Ihre Handlungen sind moralisch zweifelhaft, die ganze Person ist finster. „Es war meine Absicht eine psychopathische, unsympathische Hauptfigur zu schaffen. Umso fantastischer ist es, dass sie den Leser so fesselt“, sagt die Autorin. Sie werde oft gefragt, ob das Buch autobiografische Züge habe. „Nein hat es nicht. Es spiegelt nur mein psychologisches Interesse an Menschen, die typische Antihelden sind. Normalos interessieren mich beim Schreiben nicht. Ich mag es, in die Köpfe von extremen, abnormen Persönlichkeiten zu schauen. Ich selbst bin weder eine axtschwingende Irre, noch versuche ich, Leuten absichtlich wehzutun. Ich halte mich für eine warmherzige Frau, habe eine stabile Persönlichkeit, bin immer fröhlich. Ich habe eine Familie, die mich mag und die ich mag.“Im Gegensatz zu Kai.

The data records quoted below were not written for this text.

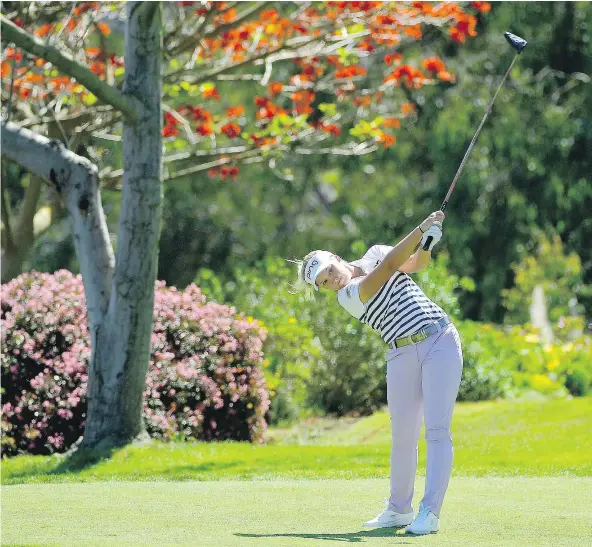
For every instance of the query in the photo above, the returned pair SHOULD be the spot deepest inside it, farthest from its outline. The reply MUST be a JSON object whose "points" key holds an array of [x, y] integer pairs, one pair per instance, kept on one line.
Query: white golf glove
{"points": [[436, 232]]}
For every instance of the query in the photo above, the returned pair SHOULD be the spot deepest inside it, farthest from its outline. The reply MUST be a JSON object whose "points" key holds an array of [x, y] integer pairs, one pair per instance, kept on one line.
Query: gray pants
{"points": [[422, 381]]}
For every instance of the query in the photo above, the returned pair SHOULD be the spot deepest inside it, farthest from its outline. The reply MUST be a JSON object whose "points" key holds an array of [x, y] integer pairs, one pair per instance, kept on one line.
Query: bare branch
{"points": [[65, 62], [249, 12], [76, 180]]}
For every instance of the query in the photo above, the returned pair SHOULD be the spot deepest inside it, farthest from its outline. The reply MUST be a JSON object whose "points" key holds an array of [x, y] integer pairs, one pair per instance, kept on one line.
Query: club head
{"points": [[515, 41]]}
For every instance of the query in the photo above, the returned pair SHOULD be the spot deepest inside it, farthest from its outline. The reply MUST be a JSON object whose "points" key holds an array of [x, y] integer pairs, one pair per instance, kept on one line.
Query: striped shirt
{"points": [[398, 309]]}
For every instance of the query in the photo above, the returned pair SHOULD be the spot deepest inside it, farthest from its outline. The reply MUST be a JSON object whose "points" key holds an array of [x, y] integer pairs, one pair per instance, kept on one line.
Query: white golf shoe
{"points": [[389, 518], [425, 522]]}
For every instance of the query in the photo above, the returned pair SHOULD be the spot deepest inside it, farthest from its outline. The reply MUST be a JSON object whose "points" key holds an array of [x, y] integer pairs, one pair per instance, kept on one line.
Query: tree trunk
{"points": [[121, 343]]}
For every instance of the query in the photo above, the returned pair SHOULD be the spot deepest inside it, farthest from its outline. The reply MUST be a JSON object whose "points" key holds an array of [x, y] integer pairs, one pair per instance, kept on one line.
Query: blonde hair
{"points": [[300, 285]]}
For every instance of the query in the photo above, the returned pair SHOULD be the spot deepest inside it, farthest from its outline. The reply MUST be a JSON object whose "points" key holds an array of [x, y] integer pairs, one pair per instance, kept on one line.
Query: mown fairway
{"points": [[490, 439], [522, 476], [504, 512]]}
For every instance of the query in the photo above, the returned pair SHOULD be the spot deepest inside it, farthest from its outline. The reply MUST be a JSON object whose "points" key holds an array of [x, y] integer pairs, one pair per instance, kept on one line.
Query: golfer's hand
{"points": [[435, 232], [436, 216]]}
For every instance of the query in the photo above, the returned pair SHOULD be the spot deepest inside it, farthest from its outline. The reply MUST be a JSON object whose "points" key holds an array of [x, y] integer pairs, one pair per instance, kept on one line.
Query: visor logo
{"points": [[314, 263]]}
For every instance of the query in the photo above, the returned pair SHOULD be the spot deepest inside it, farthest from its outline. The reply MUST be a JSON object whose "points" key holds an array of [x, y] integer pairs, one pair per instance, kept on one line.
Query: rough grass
{"points": [[502, 512], [491, 439]]}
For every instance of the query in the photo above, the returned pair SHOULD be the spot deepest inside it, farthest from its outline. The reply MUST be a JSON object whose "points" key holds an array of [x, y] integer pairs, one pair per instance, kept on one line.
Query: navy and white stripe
{"points": [[400, 308]]}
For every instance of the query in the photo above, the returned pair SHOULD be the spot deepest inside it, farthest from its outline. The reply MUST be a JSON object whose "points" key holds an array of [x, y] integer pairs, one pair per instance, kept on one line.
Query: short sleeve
{"points": [[378, 252], [349, 298]]}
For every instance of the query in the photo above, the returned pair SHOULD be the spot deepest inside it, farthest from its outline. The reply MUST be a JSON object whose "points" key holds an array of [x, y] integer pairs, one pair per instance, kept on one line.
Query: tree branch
{"points": [[249, 12], [76, 180], [64, 62]]}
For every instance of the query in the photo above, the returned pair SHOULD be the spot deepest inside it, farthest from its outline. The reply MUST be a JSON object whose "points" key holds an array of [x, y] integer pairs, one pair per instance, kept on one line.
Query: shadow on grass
{"points": [[352, 537]]}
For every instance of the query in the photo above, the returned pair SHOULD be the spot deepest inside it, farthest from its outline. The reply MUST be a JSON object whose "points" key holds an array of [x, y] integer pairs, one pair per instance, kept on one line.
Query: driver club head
{"points": [[515, 41]]}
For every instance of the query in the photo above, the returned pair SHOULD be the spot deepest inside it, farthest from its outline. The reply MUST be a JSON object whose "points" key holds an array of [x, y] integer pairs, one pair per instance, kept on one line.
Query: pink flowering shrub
{"points": [[204, 379]]}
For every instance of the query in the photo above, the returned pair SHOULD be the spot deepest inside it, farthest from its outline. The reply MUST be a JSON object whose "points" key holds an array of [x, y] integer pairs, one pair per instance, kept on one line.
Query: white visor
{"points": [[317, 263]]}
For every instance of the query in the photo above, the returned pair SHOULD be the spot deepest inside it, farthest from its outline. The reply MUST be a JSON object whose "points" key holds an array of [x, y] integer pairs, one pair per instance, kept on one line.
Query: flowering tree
{"points": [[327, 78]]}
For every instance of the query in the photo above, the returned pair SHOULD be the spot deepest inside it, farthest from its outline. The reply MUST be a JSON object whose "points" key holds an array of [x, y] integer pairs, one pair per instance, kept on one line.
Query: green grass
{"points": [[491, 439], [502, 512], [522, 477]]}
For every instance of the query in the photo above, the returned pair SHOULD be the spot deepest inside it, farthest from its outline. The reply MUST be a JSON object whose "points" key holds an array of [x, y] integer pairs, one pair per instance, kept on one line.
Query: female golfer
{"points": [[424, 361]]}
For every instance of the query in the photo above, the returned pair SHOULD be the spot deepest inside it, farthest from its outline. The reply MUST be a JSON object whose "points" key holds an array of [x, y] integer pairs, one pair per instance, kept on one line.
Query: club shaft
{"points": [[473, 141]]}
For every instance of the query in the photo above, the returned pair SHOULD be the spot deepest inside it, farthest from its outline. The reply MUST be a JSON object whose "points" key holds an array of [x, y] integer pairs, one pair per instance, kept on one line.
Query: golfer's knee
{"points": [[435, 434]]}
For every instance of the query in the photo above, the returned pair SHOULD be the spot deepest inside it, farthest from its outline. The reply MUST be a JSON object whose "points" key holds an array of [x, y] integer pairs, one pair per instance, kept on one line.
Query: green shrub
{"points": [[290, 348], [560, 276], [318, 357]]}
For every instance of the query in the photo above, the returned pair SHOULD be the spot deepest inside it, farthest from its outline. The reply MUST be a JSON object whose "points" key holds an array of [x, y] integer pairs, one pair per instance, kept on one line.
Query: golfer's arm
{"points": [[417, 261], [392, 262]]}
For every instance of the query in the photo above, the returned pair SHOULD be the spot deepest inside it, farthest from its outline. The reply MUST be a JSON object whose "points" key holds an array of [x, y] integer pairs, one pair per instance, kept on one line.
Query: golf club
{"points": [[518, 44]]}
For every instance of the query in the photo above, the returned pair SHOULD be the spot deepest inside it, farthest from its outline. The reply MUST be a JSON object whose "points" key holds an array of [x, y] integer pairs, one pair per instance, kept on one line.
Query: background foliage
{"points": [[204, 379], [519, 217]]}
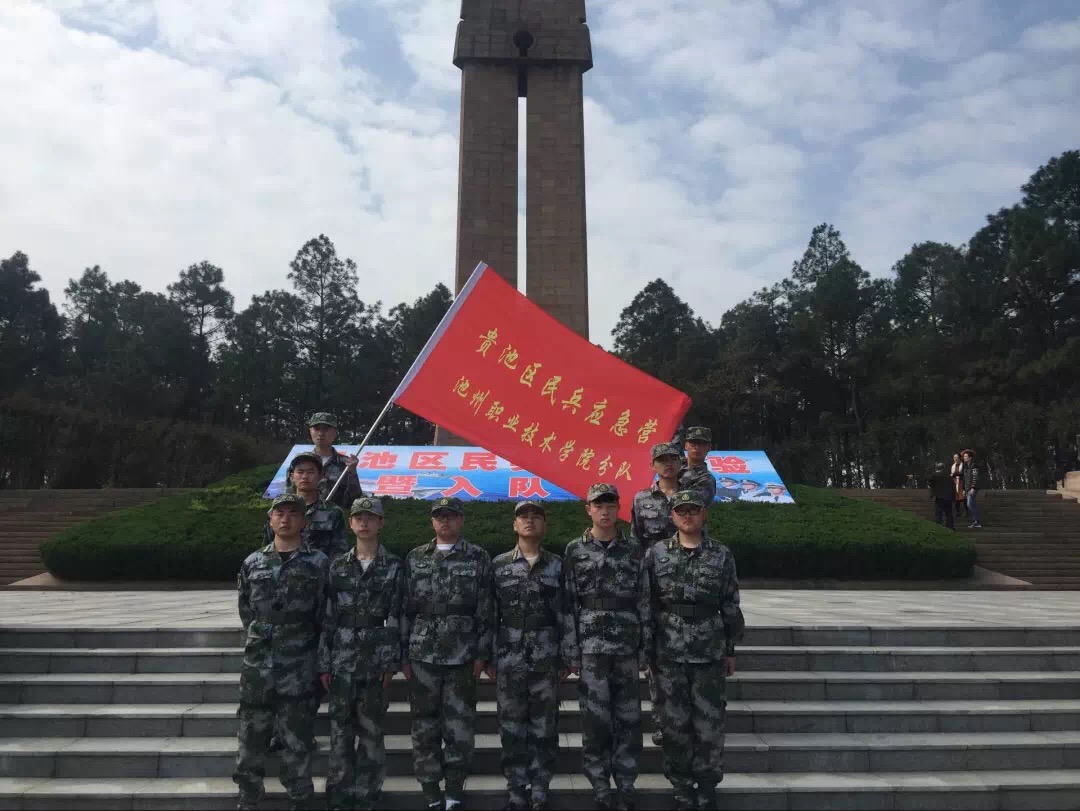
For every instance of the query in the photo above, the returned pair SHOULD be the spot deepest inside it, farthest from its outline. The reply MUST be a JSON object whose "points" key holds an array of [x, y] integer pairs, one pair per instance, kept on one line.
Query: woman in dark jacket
{"points": [[957, 473]]}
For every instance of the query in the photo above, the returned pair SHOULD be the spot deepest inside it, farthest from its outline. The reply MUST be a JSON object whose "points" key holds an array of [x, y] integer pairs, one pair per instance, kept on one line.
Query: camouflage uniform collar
{"points": [[460, 545], [380, 553], [305, 548], [657, 491], [544, 554], [619, 537]]}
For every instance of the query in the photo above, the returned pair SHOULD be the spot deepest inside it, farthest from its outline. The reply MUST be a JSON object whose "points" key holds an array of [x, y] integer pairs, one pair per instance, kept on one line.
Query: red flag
{"points": [[507, 376]]}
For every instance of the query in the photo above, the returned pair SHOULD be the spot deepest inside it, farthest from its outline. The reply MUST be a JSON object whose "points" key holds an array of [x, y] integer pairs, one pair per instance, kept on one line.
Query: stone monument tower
{"points": [[538, 50]]}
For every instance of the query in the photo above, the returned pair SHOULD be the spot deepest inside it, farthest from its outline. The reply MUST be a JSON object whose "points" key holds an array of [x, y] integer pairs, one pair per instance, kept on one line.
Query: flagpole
{"points": [[370, 431], [447, 318]]}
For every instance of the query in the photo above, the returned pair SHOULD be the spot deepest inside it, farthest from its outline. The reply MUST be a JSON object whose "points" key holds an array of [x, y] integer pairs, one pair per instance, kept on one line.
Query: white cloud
{"points": [[151, 134]]}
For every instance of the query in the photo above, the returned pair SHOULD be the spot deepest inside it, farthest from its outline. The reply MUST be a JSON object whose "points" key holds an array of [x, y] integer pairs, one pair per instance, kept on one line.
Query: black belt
{"points": [[609, 604], [534, 622], [286, 618], [692, 610], [354, 621], [444, 609]]}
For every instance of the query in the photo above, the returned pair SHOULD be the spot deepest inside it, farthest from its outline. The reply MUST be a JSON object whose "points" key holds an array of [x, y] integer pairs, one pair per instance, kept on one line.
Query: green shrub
{"points": [[206, 535]]}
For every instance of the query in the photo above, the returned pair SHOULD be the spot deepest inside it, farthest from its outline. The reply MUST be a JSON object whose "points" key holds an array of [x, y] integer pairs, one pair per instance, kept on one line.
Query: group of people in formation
{"points": [[332, 618]]}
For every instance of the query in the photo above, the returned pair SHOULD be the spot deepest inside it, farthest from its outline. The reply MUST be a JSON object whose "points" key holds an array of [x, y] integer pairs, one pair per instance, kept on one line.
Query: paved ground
{"points": [[217, 609]]}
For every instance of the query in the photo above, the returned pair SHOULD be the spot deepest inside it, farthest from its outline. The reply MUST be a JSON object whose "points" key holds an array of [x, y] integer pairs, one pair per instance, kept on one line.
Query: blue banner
{"points": [[429, 472]]}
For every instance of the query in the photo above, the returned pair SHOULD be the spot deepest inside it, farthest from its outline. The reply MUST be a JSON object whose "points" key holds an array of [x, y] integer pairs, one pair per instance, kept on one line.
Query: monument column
{"points": [[556, 262], [487, 175], [537, 50]]}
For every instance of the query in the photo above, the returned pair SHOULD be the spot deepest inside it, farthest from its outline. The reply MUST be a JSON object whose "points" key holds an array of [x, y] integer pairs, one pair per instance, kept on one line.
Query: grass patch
{"points": [[205, 536]]}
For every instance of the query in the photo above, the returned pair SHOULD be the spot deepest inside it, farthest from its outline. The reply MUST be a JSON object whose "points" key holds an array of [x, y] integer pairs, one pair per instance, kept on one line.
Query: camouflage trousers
{"points": [[528, 720], [610, 722], [358, 708], [653, 699], [692, 713], [443, 699], [294, 721]]}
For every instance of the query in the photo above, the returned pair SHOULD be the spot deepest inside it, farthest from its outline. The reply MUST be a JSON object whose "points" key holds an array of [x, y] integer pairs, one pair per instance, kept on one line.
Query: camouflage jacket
{"points": [[700, 478], [281, 606], [349, 490], [607, 597], [364, 631], [327, 529], [448, 604], [694, 600], [528, 611], [650, 516]]}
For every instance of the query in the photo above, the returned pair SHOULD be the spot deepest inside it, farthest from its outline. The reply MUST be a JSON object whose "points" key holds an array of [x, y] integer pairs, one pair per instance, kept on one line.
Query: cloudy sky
{"points": [[146, 135]]}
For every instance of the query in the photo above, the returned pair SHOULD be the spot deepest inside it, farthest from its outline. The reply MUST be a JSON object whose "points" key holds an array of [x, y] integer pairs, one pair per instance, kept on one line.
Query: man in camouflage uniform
{"points": [[448, 611], [608, 633], [696, 475], [650, 521], [282, 598], [694, 593], [362, 647], [326, 529], [322, 428], [527, 657]]}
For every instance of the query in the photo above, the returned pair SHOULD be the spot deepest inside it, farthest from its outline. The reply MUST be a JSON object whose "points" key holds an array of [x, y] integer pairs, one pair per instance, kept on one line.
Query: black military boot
{"points": [[432, 796]]}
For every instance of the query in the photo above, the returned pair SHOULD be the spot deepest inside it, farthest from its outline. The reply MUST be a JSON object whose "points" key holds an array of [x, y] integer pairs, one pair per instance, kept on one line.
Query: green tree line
{"points": [[844, 379], [856, 381]]}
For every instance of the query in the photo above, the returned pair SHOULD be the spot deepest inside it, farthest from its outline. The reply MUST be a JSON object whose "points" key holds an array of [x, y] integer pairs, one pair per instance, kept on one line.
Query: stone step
{"points": [[216, 720], [1050, 788], [903, 659], [196, 757], [936, 635], [220, 688]]}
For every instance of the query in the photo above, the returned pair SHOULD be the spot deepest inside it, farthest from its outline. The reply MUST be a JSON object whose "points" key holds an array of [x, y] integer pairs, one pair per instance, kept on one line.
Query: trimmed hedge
{"points": [[206, 535]]}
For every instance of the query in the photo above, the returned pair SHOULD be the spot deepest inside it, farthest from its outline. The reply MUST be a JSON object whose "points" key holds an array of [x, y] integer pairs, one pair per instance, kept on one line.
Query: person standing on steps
{"points": [[696, 475], [960, 498], [694, 593], [650, 521], [448, 614], [282, 598], [528, 656], [325, 528], [609, 634], [322, 428], [942, 489], [362, 647], [971, 486]]}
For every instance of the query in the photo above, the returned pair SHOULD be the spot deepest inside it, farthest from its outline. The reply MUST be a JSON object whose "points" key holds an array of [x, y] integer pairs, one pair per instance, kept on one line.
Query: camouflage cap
{"points": [[699, 433], [291, 499], [307, 456], [535, 504], [445, 502], [322, 418], [366, 504], [687, 497], [665, 448], [601, 489]]}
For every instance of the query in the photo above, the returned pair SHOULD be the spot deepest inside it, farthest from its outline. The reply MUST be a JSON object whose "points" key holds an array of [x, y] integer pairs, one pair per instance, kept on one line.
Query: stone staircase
{"points": [[1030, 535], [970, 716], [27, 517]]}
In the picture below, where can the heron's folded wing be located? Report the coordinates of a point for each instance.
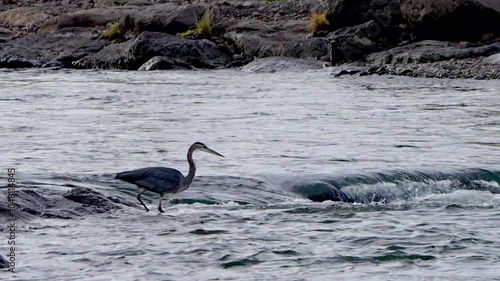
(156, 179)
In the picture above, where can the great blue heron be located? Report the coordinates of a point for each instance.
(164, 180)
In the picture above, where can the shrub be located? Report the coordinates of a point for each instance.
(318, 22)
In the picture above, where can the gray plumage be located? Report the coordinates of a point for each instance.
(164, 180)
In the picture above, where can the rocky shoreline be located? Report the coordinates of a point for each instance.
(385, 37)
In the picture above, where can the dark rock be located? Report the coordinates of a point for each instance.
(311, 48)
(163, 63)
(452, 19)
(64, 46)
(282, 64)
(3, 262)
(26, 18)
(6, 34)
(493, 59)
(169, 18)
(354, 43)
(131, 55)
(15, 63)
(255, 39)
(342, 13)
(87, 18)
(431, 51)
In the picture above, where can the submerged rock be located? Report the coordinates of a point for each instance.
(282, 64)
(163, 63)
(91, 198)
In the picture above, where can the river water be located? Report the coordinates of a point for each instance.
(379, 178)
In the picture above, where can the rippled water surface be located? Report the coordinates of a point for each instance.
(378, 178)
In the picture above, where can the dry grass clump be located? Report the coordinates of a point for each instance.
(318, 22)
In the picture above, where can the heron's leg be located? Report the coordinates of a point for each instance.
(141, 191)
(159, 205)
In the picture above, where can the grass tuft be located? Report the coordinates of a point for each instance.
(318, 22)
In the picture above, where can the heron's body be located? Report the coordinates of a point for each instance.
(164, 180)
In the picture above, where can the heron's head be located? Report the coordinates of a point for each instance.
(203, 147)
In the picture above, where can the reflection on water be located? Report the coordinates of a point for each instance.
(418, 156)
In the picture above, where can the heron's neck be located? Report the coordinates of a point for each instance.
(192, 166)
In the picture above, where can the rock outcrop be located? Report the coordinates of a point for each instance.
(133, 54)
(343, 13)
(452, 19)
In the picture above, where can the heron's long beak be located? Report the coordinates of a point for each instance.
(213, 152)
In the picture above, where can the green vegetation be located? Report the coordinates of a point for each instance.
(318, 22)
(113, 32)
(203, 28)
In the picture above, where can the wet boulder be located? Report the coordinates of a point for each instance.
(354, 43)
(255, 39)
(24, 18)
(163, 63)
(454, 20)
(431, 51)
(59, 48)
(282, 64)
(133, 54)
(169, 18)
(493, 59)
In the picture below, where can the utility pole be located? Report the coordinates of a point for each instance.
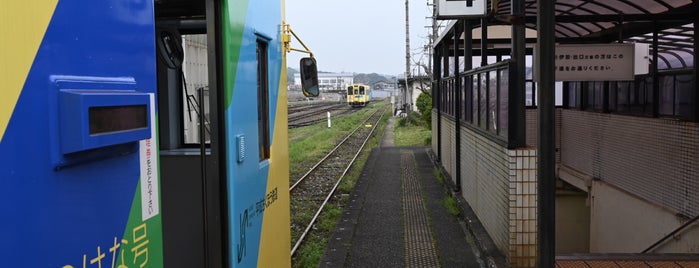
(407, 41)
(407, 52)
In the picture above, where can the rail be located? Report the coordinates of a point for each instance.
(337, 182)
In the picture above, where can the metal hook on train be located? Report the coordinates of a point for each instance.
(308, 66)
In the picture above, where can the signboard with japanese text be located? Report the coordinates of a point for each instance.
(454, 9)
(594, 62)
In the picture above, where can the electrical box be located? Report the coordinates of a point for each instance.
(90, 119)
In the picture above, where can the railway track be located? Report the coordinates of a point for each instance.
(311, 192)
(314, 114)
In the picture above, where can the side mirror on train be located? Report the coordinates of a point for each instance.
(309, 77)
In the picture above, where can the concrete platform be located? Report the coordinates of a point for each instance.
(396, 217)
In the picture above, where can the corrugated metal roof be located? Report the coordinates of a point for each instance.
(607, 21)
(624, 20)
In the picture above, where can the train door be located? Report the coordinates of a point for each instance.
(78, 165)
(223, 133)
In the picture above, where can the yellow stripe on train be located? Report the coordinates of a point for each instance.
(26, 22)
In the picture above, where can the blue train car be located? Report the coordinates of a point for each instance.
(110, 157)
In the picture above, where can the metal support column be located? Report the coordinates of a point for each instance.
(437, 96)
(468, 65)
(546, 231)
(484, 42)
(654, 71)
(696, 57)
(458, 28)
(516, 135)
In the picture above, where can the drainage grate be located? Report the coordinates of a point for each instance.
(419, 247)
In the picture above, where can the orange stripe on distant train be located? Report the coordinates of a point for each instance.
(22, 26)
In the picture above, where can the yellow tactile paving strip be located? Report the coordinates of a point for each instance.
(627, 262)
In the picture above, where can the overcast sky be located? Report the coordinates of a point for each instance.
(359, 36)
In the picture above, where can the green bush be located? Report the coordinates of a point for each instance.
(424, 106)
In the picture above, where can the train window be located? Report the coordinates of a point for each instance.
(196, 89)
(262, 100)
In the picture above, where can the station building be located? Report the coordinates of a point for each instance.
(625, 143)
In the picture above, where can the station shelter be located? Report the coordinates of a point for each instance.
(570, 126)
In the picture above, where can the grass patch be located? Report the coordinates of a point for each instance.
(411, 131)
(450, 203)
(307, 145)
(312, 250)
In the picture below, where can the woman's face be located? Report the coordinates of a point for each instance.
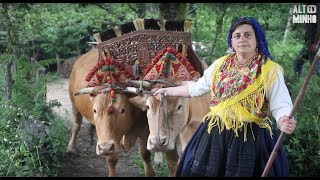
(244, 39)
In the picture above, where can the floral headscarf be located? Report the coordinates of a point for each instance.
(260, 35)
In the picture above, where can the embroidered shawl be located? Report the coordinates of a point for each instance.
(238, 95)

Kai sei reine Fiktion – „aber natürlich habe ich Menschen getroffen, die ähnliche Charakterzüge wie Kai haben, die keine Empathie fühlen, selbstzerstörerisch sind.“Für ihre bitterböse Geschichte hat Elisabeth Rettelbach eine besonders bildhafte und poetische Sprache gewählt, die Kais rauschhafte und gestörte Wahrnehmung, der etwas Gleichgültiges, Boshaftes zugrunde liegt untermalt. Kai beobachtet Menschen, steckt ihnen heimlich Zettel zu, und greift so in deren Leben ein. Dann begegnen ihr Tama, blaue Winterstiefel und Milo, die sie mehr faszinieren als alles andere. Ein abgründiges Spiel beginnt und entwickelt sich zu einem Albtraum.
Die Idee zu Kai kam Elisabeth Rettelbach, als sie Teaching-Assistentin an der Uni in Stockholm war. „Da wird es schnell dunkel im Winter. Abends, von meiner kleinen Wohnung aus, habe ich in sämtliche Nachbarwohnungen blicken müssen – das war eine Situation wie in dem Krimi ‚Das Fenster zum Hof‘ von Alfred Hitchcock. Ich war Beobachterin wie Kai – allerdings ohne es zu wollen. Damals hat sich die dunkle Kai wohl in meinen Gedanken eingenistet.“Elisabeth Rettelbach steigt wieder auf ihr Fahrrad. Schaut sanft unter ihrer roten Mütze hervor, winkt lachend, und es ist schwer vorstellbar, dass sie hinter dieser zarten Stirn so dunkelgraue, bizarre Persönlichkeiten und so verrückte Handlungen erfindet.
„Die wunderbare Kälte“, erschienen im Kirschbuch Verlag, Taschenbuch mit 405 Seiten, zwölf Euro, ISBN: 978-3948736125. Auch als E-Book verfügbar.